Das Wachstum der Gesellschaft durch Akquisitionen hat zu einem erheblichen Umfang an immateriellen Vermögenswerten geführt – u.a. Firmenwerte, Markennamen und Management­verträge. Zum 31. Dezember 2010 belief sich der Buchwert des Firmenwertes auf 8.140 MIO US $ und der Buchwert der immateriellen Vermögenswerte mit unbestimmbarer Nutzungsdauer, die nicht der planmäßigen Abschreibung unterliegen auf 215 MIO US $. Dies entspricht etwa 49% der Bilanzsumme.

In Übereinstimmung mit den aktuellen Rechnungslegungsvorschriften überprüft die Gesellschaft mindestens jährlich für jede Berichtseinheit Firmenwerte und immaterielle Vermögenswerte mit unbestimmter Nutzungsdauer auf einen erforderlichen Abschreibungsbedarf und wenn für die Gesellschaft Ereignisse oder Veränderungen darauf hindeuten, dass der Buchwert dieser Vermögenswerte nicht mehr werthaltig ist siehe Anmerkung 1f.

Um die Vorschriften der aktuellen Rechnungslegungsvorschriften des Impairmenttests zu erfüllen, werden die Zeitwerte der Berichtseinheiten (reporting units) mit deren Buchwerten verglichen.

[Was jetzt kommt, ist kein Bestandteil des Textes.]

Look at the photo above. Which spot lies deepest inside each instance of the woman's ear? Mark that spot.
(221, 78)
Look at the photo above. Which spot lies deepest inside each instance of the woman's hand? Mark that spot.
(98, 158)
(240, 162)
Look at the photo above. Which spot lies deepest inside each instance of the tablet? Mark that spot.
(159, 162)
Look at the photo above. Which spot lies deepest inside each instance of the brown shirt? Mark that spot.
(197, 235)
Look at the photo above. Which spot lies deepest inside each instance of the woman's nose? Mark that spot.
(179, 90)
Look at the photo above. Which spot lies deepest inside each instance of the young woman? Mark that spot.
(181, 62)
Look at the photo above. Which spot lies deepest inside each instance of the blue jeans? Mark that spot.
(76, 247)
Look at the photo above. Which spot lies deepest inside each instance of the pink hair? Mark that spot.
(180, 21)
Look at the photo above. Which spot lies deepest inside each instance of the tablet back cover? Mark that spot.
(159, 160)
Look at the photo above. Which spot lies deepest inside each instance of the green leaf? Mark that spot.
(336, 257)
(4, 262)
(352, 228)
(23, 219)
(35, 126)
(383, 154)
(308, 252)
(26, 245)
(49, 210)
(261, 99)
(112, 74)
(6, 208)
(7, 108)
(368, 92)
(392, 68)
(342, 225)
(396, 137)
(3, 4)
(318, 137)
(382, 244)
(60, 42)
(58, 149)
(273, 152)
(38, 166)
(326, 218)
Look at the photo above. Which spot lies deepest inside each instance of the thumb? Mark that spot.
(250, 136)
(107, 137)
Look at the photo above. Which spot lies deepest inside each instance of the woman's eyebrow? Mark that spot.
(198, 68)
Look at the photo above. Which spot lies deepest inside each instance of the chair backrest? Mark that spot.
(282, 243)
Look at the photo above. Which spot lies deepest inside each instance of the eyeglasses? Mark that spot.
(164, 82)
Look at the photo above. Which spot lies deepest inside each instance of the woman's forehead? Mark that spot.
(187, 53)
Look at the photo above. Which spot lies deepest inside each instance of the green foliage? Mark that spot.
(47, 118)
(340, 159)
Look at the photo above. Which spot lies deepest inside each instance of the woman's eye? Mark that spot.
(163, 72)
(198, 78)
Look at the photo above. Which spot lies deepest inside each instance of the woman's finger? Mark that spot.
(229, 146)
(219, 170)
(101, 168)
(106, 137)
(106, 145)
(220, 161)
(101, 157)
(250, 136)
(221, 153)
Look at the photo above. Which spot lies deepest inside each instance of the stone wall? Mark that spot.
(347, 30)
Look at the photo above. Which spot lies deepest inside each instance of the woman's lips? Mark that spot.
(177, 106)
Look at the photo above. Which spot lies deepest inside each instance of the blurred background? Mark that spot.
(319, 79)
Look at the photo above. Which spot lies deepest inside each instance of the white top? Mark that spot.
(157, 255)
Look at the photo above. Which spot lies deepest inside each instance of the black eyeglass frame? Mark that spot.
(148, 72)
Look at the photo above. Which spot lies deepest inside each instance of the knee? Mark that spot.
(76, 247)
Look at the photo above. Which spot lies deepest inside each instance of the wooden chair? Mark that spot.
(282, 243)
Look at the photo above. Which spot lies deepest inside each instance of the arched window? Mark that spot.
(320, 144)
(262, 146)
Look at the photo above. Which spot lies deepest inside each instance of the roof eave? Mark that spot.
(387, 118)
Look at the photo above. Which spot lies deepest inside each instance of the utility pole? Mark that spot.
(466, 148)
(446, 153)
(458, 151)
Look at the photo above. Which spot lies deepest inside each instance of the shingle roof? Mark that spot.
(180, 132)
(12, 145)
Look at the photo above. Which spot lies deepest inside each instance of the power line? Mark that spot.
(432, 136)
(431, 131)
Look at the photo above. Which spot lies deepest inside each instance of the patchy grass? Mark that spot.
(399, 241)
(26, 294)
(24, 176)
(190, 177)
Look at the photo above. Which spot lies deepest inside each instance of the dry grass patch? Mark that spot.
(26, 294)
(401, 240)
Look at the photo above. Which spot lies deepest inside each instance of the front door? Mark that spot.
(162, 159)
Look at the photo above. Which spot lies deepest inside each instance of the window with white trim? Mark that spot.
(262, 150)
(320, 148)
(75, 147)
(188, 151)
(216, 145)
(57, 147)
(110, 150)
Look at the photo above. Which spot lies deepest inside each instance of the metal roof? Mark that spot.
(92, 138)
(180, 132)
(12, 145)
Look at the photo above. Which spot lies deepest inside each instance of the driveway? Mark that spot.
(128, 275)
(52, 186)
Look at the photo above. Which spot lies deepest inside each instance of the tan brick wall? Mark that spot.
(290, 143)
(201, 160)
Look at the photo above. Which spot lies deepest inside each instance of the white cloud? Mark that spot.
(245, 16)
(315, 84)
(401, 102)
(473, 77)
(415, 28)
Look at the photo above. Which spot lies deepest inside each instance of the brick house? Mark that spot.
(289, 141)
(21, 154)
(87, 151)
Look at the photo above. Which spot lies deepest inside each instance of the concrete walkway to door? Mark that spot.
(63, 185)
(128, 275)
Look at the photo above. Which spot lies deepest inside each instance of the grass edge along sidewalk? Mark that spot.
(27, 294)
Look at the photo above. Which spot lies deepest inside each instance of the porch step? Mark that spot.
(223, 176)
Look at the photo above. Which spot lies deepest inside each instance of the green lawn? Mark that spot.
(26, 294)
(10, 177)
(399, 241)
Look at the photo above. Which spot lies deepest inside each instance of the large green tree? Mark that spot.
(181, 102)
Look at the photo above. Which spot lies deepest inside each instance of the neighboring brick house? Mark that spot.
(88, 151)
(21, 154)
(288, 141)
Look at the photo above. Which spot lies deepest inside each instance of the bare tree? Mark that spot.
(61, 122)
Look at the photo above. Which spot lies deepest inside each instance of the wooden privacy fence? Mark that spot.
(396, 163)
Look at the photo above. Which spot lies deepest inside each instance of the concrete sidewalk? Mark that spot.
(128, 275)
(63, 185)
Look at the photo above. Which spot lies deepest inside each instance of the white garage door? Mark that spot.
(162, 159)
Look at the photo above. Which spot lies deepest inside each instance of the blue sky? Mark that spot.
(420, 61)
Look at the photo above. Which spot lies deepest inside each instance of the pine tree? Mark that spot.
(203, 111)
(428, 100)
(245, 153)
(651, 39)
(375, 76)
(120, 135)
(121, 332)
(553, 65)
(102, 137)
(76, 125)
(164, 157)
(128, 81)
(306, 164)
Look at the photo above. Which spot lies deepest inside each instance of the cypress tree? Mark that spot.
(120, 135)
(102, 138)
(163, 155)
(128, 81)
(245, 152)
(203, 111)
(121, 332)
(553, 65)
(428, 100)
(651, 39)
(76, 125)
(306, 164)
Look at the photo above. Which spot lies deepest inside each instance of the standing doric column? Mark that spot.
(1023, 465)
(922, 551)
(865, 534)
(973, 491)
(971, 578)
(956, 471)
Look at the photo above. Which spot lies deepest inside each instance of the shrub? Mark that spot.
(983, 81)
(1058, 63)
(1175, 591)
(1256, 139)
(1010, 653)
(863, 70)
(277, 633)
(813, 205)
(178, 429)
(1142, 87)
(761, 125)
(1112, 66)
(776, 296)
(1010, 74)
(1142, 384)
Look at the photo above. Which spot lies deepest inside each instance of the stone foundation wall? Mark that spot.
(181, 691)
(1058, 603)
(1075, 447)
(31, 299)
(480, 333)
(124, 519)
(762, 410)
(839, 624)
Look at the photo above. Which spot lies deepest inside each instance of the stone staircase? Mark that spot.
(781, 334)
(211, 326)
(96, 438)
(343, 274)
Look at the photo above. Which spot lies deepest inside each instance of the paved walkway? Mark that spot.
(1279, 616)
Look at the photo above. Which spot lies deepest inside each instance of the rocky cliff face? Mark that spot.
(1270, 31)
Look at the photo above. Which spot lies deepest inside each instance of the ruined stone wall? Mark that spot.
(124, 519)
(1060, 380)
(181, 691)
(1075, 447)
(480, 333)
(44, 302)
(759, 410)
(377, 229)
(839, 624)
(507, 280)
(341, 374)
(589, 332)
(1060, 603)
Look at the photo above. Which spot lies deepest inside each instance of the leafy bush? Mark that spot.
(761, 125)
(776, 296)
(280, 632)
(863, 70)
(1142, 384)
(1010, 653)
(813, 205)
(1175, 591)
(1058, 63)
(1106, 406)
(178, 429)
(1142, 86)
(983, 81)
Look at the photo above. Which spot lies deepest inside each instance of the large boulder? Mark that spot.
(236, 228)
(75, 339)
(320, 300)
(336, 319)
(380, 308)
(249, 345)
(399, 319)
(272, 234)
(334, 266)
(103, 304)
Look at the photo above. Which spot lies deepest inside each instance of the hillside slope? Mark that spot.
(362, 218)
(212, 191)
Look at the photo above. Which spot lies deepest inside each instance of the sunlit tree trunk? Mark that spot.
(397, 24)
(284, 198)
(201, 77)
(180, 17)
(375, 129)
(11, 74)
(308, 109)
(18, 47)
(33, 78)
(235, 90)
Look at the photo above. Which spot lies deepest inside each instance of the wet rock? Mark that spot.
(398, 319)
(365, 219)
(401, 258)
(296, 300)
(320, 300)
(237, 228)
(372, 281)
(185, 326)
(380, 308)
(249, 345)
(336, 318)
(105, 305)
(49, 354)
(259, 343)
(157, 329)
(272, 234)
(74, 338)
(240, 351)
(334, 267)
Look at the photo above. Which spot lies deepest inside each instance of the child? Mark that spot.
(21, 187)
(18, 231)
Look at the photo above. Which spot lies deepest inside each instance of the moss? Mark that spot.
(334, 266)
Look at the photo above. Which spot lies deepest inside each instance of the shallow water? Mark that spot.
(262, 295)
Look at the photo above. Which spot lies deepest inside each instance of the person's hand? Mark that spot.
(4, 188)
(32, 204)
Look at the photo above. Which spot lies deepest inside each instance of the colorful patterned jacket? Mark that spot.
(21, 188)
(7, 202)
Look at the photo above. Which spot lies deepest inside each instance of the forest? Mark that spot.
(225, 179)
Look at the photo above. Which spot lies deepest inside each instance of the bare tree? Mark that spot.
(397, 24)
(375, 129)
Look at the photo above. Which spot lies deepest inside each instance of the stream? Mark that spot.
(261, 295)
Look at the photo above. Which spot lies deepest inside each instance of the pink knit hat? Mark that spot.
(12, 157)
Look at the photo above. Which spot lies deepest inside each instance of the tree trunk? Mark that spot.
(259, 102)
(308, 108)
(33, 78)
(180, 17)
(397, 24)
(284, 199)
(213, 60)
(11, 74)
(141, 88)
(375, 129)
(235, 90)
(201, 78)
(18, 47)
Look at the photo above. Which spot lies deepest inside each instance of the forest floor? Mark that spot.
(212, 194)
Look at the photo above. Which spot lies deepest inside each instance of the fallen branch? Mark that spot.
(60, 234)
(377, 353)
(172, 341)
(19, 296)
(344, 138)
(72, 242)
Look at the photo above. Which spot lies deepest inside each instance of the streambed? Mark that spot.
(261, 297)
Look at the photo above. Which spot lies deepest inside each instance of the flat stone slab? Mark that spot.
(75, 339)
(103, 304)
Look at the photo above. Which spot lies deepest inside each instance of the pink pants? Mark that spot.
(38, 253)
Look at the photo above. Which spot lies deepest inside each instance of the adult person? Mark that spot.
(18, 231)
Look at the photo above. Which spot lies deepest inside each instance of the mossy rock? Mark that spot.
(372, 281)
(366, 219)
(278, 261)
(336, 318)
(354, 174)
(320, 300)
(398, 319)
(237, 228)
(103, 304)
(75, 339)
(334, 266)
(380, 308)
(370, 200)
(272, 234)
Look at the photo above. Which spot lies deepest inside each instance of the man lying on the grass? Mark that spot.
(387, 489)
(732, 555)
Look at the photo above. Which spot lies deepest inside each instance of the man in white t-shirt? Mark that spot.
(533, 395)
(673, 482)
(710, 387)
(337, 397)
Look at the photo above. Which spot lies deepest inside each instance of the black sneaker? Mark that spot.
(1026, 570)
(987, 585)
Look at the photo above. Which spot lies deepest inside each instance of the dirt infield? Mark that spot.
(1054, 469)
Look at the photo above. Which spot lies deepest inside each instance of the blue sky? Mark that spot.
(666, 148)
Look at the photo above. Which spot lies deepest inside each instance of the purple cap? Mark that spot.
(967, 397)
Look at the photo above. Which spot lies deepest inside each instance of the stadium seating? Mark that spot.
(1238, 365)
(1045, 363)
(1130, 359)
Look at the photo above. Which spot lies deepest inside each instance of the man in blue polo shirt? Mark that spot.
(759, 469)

Der Zeitwert der Berichtseinheiten wird durch Anwendung eines Discounted Cash Flow Verfahrens (DCF-Verfahren) unter Berücksichtigung der spezifischen gewichteten Gesamtkapitalkosten (WACC) der Berichtseinheiten ermittelt. Zur Ermittlung der diskontierten zukünftigen Zahlungsflüsse wird eine Vielzahl von Annahmen getroffen. Diese betreffen insbesondere zukünftige Erstattungssätze und Verkaufspreise, Anzahl der Behandlungen, Absatzmengen und Kosten. Zur Bestimmung der diskontierten Zahlungsmittelzuflüsse werden in allen Bereichen das Budget der nächsten drei Jahre sowie Projektionen für die Jahre vier bis zehn und entsprechende Wachstumsraten für alle nachfolgenden Jahre zugrunde gelegt. Projektionen von bis zu zehn Jahren sind durch den weitgehend gleichförmigen und konjunkturunabhängigen Verlauf des Geschäfts der Gesellschaft möglich. Die Gründe hierfür sind der kontinuierliche Bedarf an unseren Dialysedienstleistungen und Dialyseprodukten sowie die Tatsache, dass die Gesellschaft einen Großteil ihrer Erstattungen für Dialysedienstleistungen von staatlichen Gesundheitsorganisationen erhält. Der WACC der Gesellschaft für das Jahr 2010 besteht aus einer Basisrate von 6,38%. Diese Basisrate wird dann für jede Berichtseinheit um die jeweiligen länderspezifischen Risikoraten angepasst.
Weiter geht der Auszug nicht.